SPIEGEL Online sei für ihn ein »intellektueller Wühltisch«, sagte der Schweizer Werber Dominique von Matt, als er einmal in der Redaktion zu Gast war. Matt beteuerte, er meine die Sache ganz und gar positiv. Man wisse nie genau, was man alles auf der Seite finde, und doch sei für jeden etwas dabei. Er schloss mit einem Rat: bloß nichts am Layout verändern. Wir haben nicht auf ihn gehört. Seit vergangenem Mittwoch präsentieren wir auf spiegel.de den neuen digitalen SPIEGEL. Die Seite ist Ausdruck der Fusion der Redaktionen von Print und Online: Aus SPIEGEL Online wird nun auch DER SPIEGEL. Und wir haben aufgeräumt, umgebaut, ausgemistet. Das Podcast- und Videoangebot ist neu aufgestellt, das Premiumangebot Spiegel+ stärker integriert. Ein neues Ressort »Leben« bündelt die Themen Gesundheit, Familie, Reise, Psychologie und Stil. All das funkelt auf allen digitalen Plattformen in einem neuen, modernen Layout. Wühlen können Sie immer noch, wenn Sie mögen. Aber: Sie müssen es nicht mehr.
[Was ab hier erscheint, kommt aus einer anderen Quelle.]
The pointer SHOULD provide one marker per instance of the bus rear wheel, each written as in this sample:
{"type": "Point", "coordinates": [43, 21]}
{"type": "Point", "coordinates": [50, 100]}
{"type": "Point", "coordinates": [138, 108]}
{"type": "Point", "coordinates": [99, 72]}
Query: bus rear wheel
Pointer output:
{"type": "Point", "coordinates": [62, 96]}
Thyssenkrupp, diese Ikone der deutschen Industrie, kämpft ums Überleben. Wie konnte es so weit kommen? Frank Dohmen, langjähriger Wirtschaftskorrespondent in Düsseldorf, hat den Konzern, der 1999 aus der Fusion von Thyssen und Krupp entstanden ist, von Anfang an kritisch begleitet. Und so traf er viele alte Bekannte wieder, als er sich jetzt zusammen mit Armin Mahler auf die Suche nach den Ursachen für das Desaster machte. Sie sprachen mit ehemaligen und noch aktiven Managern, mit Politikern und Gewerkschaftern und besuchten die Villa Hügel, den Stammsitz der Industriellenfamilie Krupp. »Der Geist der Villa Hügel hat auch noch Thyssenkrupp geprägt«, sagt Dohmen, »er ist verantwortlich für viele Fehlentwicklungen, die schließlich zum Niedergang führten.« zum Artikel 

Am Tschadsee in der Sahelzone sind die Menschen extrem arm. Sie leiden unter dem Terror der Islamisten von Boko Haram, unter Korruption, Krankheiten und Naturkatastrophen. Afrikakorrespondent Fritz Schaap reiste zusammen mit dem Fotografen Andy Spyra in die Region und erlebte eine humanitäre Katastrophe, die durch den Klimawandel verschärft wird, weil der See zuwuchert und der Regen ausbleibt oder aber zu stark ist. Schaap und Spyra drangen über Pisten aus tiefem Sand in entlegenste Dörfer vor; Strom gab es dort selten, Schulen ebenso. Dafür wurden sie Zeugen eines kompletten Staatsversagens. »Die Menschen am See, im Tschad, leben in einer erschütternd ausweglosen Situation«, sagt Schaap. Ohne internationale Hilfe hätten sie wenig Chancen. zum Artikel 

Wie geht's denn so? Die eigenen Gefühle zu benennen ist manchmal ganz schön schwierig. Die Titelgeschichte des Nachrichten-Magazins für Kinder »Dein Spiegel« beschreibt, warum es sich lohnt, das eigene Innenleben besser kennenzulernen. Außerdem im Heft: Der zwölfjährige Mahmood wurde in seiner Heimat Afghanistan schwer verletzt. Jetzt lebt er in Deutschland. Und: YouTuber Rezo spricht im Kinder-Interview darüber, welche Folgen »Die Zerstörung der CDU« hatte – das 2019 meistgeklickte YouTube-Video des Landes. Das Heft erscheint am Dienstag.